# Age limit for breeding with orchids?



## Wonderpants (Jan 10, 2022)

I have 2 adult females, the older of which is now about 18 months old, and the other one is a couple of months younger. 
 

I tried breeding the older one back in June, but the first mating seemed to be unsuccessful, and she ate the male on the second attempt.

I’ve now got a chance at getting 1 or maybe 2 adult males for another attempt at breeding, but I’m just wondering if the females are now too old.


----------



## hibiscusmile (Jan 11, 2022)

They may be, but I would


----------



## The Wolven (Jan 14, 2022)

Personally I wouldn't since the strain just might be too much for them. They're quite old now and I'd want to keep them around for as long I could. It's your choice however. I would stick with breeding the younger female.


----------



## agent A (Jan 15, 2022)

18 months as adults? wow! I've seen them make 8 months after the final molt, but 18?! Ok I will say my first go-around with these was horrible, but I was like 13

This second go-around hasn't been 18 months long yet, in fact, it has only been 6 months since the first females became adult. The first few have laid 3 ooths so far

males are a different matter. I've seen males make it to 3 months as adult, but nobody over 9 weeks is interested in mating any longer

usually I use males between 3 and 6 weeks old for matings

also shout out to @hibiscusmile for sending me 3 adult males. 2 of the 3 are eaten but at least 1 got the job done, and I have a fresh adult female and 2 sub males!


----------



## Wonderpants (Mar 5, 2022)

The older one passed away this week at the grand old age of approx 21 months (I got her as a L2 around the end of July 2020). 
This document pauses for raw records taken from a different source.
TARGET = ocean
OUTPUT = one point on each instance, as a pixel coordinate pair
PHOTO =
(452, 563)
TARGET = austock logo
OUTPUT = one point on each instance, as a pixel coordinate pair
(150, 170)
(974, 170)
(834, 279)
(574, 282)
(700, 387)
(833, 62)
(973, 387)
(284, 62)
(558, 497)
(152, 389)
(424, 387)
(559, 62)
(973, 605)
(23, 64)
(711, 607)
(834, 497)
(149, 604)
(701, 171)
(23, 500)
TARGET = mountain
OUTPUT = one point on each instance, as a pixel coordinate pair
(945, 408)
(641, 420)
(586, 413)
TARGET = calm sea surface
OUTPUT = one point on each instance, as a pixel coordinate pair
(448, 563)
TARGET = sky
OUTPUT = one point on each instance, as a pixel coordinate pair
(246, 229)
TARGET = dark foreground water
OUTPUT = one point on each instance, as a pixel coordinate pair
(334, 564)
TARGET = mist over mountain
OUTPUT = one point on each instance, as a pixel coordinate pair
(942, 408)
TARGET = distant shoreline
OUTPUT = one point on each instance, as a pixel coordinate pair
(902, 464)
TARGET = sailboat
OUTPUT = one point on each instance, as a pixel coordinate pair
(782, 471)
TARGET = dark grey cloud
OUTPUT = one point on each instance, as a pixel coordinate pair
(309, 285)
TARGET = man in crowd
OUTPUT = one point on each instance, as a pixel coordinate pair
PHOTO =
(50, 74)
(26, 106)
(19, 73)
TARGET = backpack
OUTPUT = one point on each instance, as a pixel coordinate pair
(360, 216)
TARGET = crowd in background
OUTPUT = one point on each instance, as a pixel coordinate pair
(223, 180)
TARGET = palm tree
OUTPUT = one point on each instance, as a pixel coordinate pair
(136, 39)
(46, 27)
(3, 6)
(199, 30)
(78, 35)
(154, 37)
The younger one laid an ootheca last Friday though.  Roughly how long will it take to hatch?


----------



## Wonderpants (Mar 5, 2022)

agent A said:


> 18 months as adults? wow! I've seen them make 8 months after the final molt, but 18?! Ok I will say my first go-around with these was horrible, but I was like 13



Heh, she certainly didn’t go 18 months as an adult. I didn’t keep an exact note of when she did moult to adult, but it was sometime between mid April to May 2021, so she still made it to 9 months as an adult


----------